Country Fire Service (CFS) crews in the Adelaide Hills are being helped by favourable weather conditions including rain and cooler temperatures, as they assess the damage from the Cherry Gardens bushfire.

Key points:

  • Firefighters and residents are mopping up following the Cherry Gardens bushfire
  • Heavy rain moved across South Australia on Monday evening
  • Investigations into the cause of the fire are continuing

Two homes, 19 outbuildings and two vehicles were lost in the blaze that burnt more than 2,700 hectares of land south-east of Adelaide amid extreme heat, before it was declared contained last night.

Rain began falling over the area yesterday afternoon, with Adelaide going on to record its wettest January day in 44 years.

Almost 30 millimetres of rain were recorded at the West Terrace CBD weather station in the 24 hours until 9:00am today, causing minor flooding in the western and inner-southern suburbs.
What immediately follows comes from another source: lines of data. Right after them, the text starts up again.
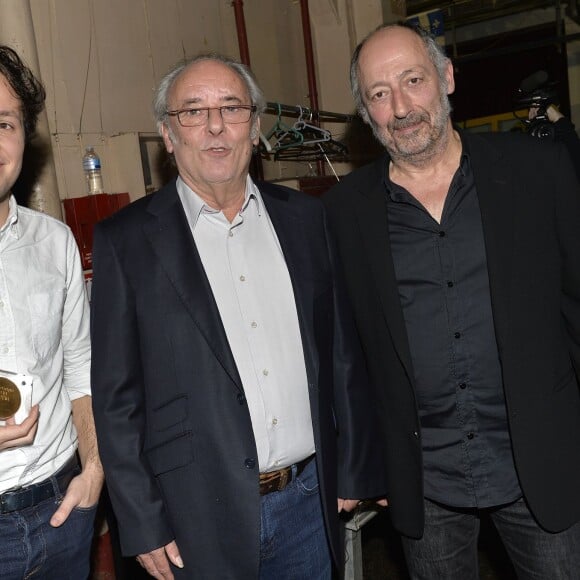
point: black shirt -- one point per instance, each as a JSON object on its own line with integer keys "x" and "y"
{"x": 443, "y": 284}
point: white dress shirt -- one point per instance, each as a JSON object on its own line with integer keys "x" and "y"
{"x": 44, "y": 333}
{"x": 251, "y": 285}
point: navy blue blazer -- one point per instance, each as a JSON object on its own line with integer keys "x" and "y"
{"x": 173, "y": 426}
{"x": 529, "y": 199}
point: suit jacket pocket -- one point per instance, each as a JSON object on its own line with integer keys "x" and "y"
{"x": 565, "y": 379}
{"x": 172, "y": 454}
{"x": 170, "y": 413}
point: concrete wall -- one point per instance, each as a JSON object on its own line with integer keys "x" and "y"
{"x": 101, "y": 60}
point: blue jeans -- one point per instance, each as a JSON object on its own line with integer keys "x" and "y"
{"x": 31, "y": 548}
{"x": 448, "y": 548}
{"x": 293, "y": 543}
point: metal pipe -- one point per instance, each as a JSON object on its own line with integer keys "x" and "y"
{"x": 241, "y": 29}
{"x": 256, "y": 167}
{"x": 312, "y": 90}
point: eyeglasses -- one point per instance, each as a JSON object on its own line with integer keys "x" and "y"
{"x": 231, "y": 114}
“Yesterday — with that 29.8mm — was our wettest January day since 1977, so it’s been quite a long time since we’ve had a January day at least that’s been this wet,” said Bureau of Meteorology (BOM) forecaster Bonnie Haselgrove.
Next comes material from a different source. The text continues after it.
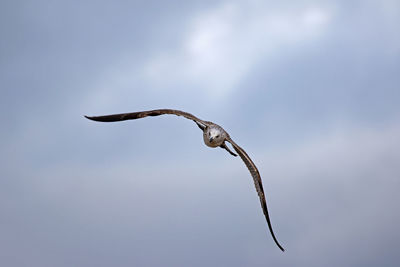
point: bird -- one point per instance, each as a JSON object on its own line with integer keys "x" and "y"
{"x": 213, "y": 136}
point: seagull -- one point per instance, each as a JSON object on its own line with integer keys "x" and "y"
{"x": 214, "y": 136}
There were even higher falls in northern parts of the state as thunderstorms moved across, with more than 50mm near Leigh Creek.

Closer to the fireground, more than 36mm fell in Aldgate — the wettest 24 hours there since June 2019.

A house destroyed in the Cherry Gardens bushfire.(ABC News: Isabel Dayman)

CFS volunteers are keeping watch for flare-ups and embers on the fireground, along with staff from SA Water and National Parks.

CFS incident controller Scott Turner said while the rain had been welcome, it had been a hindrance for backburning efforts.

“Once the rain abates and the moisture dries out a bit in the next 24 hours, we will commence burning operations on the northern area,” he said.

Minor flooding on Goodwood Road at Westbourne Park after rain on Monday.(ABC News: Eugene Boisvert)

Mr Turner warned that the reopening roads should not be viewed as an invitation for people who are not local to travel to the area.

“Please pay respect to those that are dealing with this fire and we will have a considerable volume of traffic from fire service and support agency personnel as we continue to assess the scene over coming days.”

Bushland near the entrance to Scott Creek Conservation Park blackened by the Cherry Gardens bushfire.(ABC News: Isabel Dayman)

More residents tell of lucky escapes

The fire reached the boundary of George Wood’s Scott Creek property on Sunday night.

He said the flames made the hills look “like New York at night” — but they never got closer than 200 metres away from his house.

“We couldn’t go into the bush, so we basically had to sit and wait for it to come to the fence line and hope there wasn’t a wind change or other factors,” he said.

“We were very concerned about spotting as well but … the wind was low, which was our saving factor.”

Scott Creek resident George Wood prepared his home with pumps and sprinklers.(ABC News: Isabel Dayman)

Mylor resident Susan said she was experiencing “mixed emotions”.

She lost her home in a bushfire in the 1980s but yesterday discovered her house was still intact.

“It was like somebody said, ‘OK, you’ve had enough, here’s some to help’.”


Investigations into what sparked the bushfire are continuing.

Senior Constable Mick Abbott said police were seeking any information about suspicious behaviour in the area on Sunday.

“Detectives are after anyone that may have been in that area between 3:00pm and 4:30pm in the Cherry Gardens, Dorset Vale, or Clarendon areas that may have seen anything suspicious or may have been just driving in the area and may have dashcam [footage],” he said.